Menekaner sind fleißig, das müssen sie auch, denn in den harten Bedingungen der Wüste wird ihnen nichts geschenkt. Ein Umstand, der manch einen menekanischen Händler geizig wirken lässt. Sie verkaufen ihr Salz, ihr wichtigstes Handelsgut, teuer an fremde Völker und geben davon freiwillig 1/3 an den erhabenen Emir ab. Dieses „Emirdrittel“ wird vom Oberhaupt der Menekaner in weiser Voraussicht, für schlechtere Zeiten, in denen die Mine nicht zugänglich sein sollte, einlagert. Neben dem Salz sind auch die feinen Teppiche aus den zarten Händen der Natifahs des Volkes eine sehr begehrte Handelsware, für die Menschen und andere Völker von weit her anreisen. Die meisten Menekaner stehen loyal zum Wüstenherrscher, dem Emir, welcher aus der ehrenwerten Nachfolgefamilie des Saajid stammt, doch hin und wieder findet sich auch ein tollkühner Widersacher, der trotz der damit verbundenen Gefahren nach seiner Macht strebt. Junge emirtreue Menekaner leisten ihren Beitrag als tapfere Soldaten, als fleißige Salzschürfer oder gar als ehrgeiziger Magier um das Wohl des Volkes zu mehren und ihrem Emir zu dienen.

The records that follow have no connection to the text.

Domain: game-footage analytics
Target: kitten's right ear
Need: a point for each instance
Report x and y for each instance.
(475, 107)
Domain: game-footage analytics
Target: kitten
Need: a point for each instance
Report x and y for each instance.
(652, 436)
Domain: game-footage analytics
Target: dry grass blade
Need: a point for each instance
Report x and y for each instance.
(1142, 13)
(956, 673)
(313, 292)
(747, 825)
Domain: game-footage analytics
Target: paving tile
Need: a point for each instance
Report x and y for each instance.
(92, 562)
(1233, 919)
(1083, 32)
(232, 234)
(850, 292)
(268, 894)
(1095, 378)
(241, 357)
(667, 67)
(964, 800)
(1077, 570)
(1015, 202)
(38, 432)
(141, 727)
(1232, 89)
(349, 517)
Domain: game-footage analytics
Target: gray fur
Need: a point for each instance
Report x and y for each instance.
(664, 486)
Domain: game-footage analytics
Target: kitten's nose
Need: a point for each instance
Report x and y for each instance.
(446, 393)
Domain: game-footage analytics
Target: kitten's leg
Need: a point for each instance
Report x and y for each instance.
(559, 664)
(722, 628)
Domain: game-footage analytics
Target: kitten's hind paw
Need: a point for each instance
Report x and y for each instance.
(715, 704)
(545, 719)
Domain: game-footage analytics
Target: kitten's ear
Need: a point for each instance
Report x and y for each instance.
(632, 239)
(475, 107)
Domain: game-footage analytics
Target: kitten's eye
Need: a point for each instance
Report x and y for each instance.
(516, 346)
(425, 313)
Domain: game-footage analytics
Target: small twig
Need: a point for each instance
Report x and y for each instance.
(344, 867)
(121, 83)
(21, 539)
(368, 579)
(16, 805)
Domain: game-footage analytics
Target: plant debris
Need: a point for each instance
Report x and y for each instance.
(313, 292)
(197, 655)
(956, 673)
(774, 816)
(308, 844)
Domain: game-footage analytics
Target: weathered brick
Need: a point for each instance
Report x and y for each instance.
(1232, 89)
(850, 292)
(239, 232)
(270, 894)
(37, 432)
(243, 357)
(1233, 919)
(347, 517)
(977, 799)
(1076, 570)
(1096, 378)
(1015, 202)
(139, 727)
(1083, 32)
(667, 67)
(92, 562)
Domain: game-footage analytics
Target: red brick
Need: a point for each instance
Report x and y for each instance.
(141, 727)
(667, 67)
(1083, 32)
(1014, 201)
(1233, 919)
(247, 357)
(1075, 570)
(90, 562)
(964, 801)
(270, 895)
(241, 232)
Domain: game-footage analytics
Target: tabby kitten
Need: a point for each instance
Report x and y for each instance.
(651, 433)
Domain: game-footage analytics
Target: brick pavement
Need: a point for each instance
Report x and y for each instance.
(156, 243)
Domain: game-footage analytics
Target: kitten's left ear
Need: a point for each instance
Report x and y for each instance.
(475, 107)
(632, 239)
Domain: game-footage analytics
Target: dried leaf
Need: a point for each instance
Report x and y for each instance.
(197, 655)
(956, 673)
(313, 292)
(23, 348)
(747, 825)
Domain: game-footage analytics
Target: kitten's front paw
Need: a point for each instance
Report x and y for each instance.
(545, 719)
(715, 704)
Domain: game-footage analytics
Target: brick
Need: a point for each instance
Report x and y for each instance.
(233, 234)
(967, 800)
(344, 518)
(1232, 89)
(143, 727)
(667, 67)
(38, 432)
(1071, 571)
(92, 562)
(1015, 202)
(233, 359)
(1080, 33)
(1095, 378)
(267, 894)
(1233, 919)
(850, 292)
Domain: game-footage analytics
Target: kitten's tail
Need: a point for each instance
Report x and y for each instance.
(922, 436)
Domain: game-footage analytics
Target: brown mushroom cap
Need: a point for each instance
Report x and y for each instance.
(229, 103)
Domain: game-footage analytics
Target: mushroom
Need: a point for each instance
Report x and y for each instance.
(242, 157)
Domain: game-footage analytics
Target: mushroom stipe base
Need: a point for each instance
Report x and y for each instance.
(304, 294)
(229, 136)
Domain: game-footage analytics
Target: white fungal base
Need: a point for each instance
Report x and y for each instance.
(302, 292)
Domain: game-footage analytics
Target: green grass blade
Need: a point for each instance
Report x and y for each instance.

Sollte es sich aber mal ein Menekaner wagen das kostbare Salz unter Wert oder gar im Schwarzhandel zu verkaufen, droht ihm bei Entdeckung nichts Geringeres als der Tod.

Jungen, menekanischen Mädchen steht es frei, sich ab einem Alter von 16 Jahren bis zu einem Alter von 21 Jahren dem Emir als Frau anzubieten, wenngleich sich dieser Dienst nur auf ihre Jugend beschränkt. Die Frauen des Emirs bilden den Harem, demnach betitelt man diese auch als Haremsdamen. Sie genießen während dieser Zeit einen fürstlichen Aufenthalt im Palast, lernen dort Musikinstrumente zu spielen und auf betörende Art und Weise zu singen. Auch Handwerkskünste werden im Harem von Frau zu Frau weitergegeben. So kommt es vor, dass die schönsten Teppiche im Palast des Emirs selbst entstehen. Für die männlichen Menekaner ist es daher eine große Ehre eine Frau zu nehmen, die bereits im Harem des Emirs gedient hat.

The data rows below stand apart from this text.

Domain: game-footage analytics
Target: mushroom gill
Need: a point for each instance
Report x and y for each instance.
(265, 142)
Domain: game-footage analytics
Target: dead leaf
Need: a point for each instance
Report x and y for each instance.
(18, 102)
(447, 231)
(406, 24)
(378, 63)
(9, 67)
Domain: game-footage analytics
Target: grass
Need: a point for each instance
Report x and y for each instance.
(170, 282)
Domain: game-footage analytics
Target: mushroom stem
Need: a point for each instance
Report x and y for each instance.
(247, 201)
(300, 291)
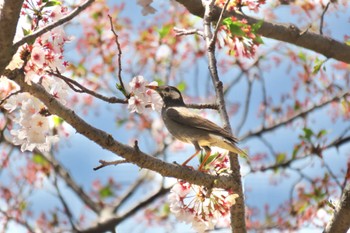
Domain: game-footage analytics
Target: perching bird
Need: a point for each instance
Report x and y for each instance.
(192, 128)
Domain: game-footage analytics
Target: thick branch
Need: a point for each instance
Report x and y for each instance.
(326, 46)
(106, 141)
(237, 210)
(9, 15)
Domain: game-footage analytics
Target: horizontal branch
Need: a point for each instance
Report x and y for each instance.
(53, 25)
(106, 141)
(9, 15)
(77, 87)
(301, 113)
(289, 33)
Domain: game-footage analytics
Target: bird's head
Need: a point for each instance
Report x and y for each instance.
(170, 95)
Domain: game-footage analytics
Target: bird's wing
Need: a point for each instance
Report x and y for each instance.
(185, 117)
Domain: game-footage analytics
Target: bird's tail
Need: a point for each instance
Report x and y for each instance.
(234, 148)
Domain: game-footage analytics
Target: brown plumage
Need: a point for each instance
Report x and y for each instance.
(188, 127)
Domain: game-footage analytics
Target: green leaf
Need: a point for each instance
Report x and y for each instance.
(321, 133)
(106, 192)
(281, 157)
(57, 121)
(52, 3)
(296, 150)
(318, 65)
(308, 133)
(181, 86)
(258, 39)
(302, 56)
(164, 31)
(257, 26)
(39, 159)
(23, 205)
(235, 27)
(26, 32)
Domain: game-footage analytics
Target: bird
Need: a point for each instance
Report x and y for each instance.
(189, 127)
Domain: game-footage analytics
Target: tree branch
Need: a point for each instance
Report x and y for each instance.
(326, 46)
(53, 25)
(106, 141)
(9, 15)
(301, 113)
(77, 87)
(238, 210)
(114, 221)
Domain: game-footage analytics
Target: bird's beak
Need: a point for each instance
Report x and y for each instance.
(156, 88)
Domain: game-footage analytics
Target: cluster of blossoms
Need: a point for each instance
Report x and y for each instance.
(46, 53)
(34, 128)
(252, 5)
(203, 208)
(241, 38)
(142, 97)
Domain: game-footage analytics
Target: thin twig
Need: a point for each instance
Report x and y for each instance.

Es ist nicht unbedingt selten, dass junge Frauen vor oder nach dem Dienst im Harem von ihren Vätern oder dem Familienoberhaupt an menekanische Männer versprochen werden. Eine Heirat ist innerhalb der Familien gerne gesehen. Wenn ein Menekaner um die Hand einer Menekanerin anhalten möchte, erfolgt das nach strengen Regeln. Wer den Wunsch nach einer bestimmten Frau trägt, fragt entweder selber oder durch sein Oberhaupt bei der Familie der Menekanerin an. Das Aushandeln des Brautpreises unterliegt der Regel, dass beide Familien gleichermaßen zufrieden mit dem Handel sind. Auch beim Brautpreis wird, wie beim Salz, das Emirdrittel fällig. Zu jeder Zeit, vor dem Abschluss des Handels steht es den Oberhäuptern frei Einspruch gegen die Verbindung zu erheben. Jungen Menekanerinnen wird schon als kleines Kind beigebracht, dass es eine Pflicht der Reinheit ist, als Jungfrau in die Ehe zu gehen. Ausnahmen sind wiederum hier die Haremsdamen. Die Einstellung und Haltung des Volkes gegenüber Festländern verbietet es, sich auf jegliche Art und Weise der körperlichen Beziehung zu einem Festländer einzulassen.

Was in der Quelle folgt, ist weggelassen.